Mais l’erreur de logique avec cet énoncé, c’est que le danger ne réside pas dans la scie mécanique en tant que telle, mais plutôt dans le tueur en série, qui constitue une menace même avec un couteau à beurre!

Jocelyn Maclure, professeur de philosophie à l’Université Laval, a récemment écrit sur le sujet: «Le « court vingtième siècle » décrit par l’historien Eric Hobsbawn a été d’une violence inouïe. Mais comme les intérêts géopolitiques concurrents des grandes puissances européennes ont été le moteur des deux guerres mondiales et que les régimes totalitaires fascistes et communistes n’étaient pas mus par la religion — l’URSS et la Chine de Mao étaient même officiellement athées —, on ne peut maintenir de façon crédible que la religion est la source principale des conflits les plus meurtriers du XXe siècle. Comme la période de la Terreur et l’usage immodéré de la guillotine qui ont suivi la Révolution française le rappellent tragiquement, il est même possible de tuer au nom des Lumières et de la Raison». (La religion mène-t-elle à la violence?, L’Actualité, 2 jan. 2015)

Tout cela me rappelle le commentaire incisif et méprisant de l’athée qui affirmait que «l’humanité sans religion, c’est comme un tueur en série sans scie mécanique». Lorsque je l’ai entendue pour la première fois, cette remarque m’a troublé, et je dois admettre que les crimes animés par des motifs religieux nous choquent davantage et alimentent facilement le cliché que la religion mène nécessairement à la violence. Mais l’erreur de logique avec cet énoncé, c’est que le danger ne réside pas dans la scie mécanique en tant que telle, mais plutôt dans le tueur en série, qui constitue une menace même avec un couteau à beurre!
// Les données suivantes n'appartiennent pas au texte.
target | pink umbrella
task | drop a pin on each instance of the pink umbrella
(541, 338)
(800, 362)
Pointer du doigt la religion, c’est témoigner de naïveté, car c’est le tueur en série qui a besoin d’aide… et je ne peux m’empêcher de penser que l’humanité, représentée par ce tueur, a justement besoin de l’aide de Dieu pour être transformée.

J’admets volontiers que plusieurs se sont servi de prétextes religieux tantôt pour assouvir leur soif de pouvoir ou de gloire, tantôt pour satisfaire leur appétit sexuel. Mais le problème est d’abord dans le cœur de l’homme avant d’être dans une religion. Comme le disait Jésus, «c’est du cœur que viennent les mauvaises pensées, les meurtres, les adultères, les impudicités, les vols, les faux témoignages, les calomnies». Personnellement, en tant que chrétien, je crois qu’être disciple de Jésus (si l’on peut appeler ça une «religion»), cela fait partie de la solution et non pas du problème.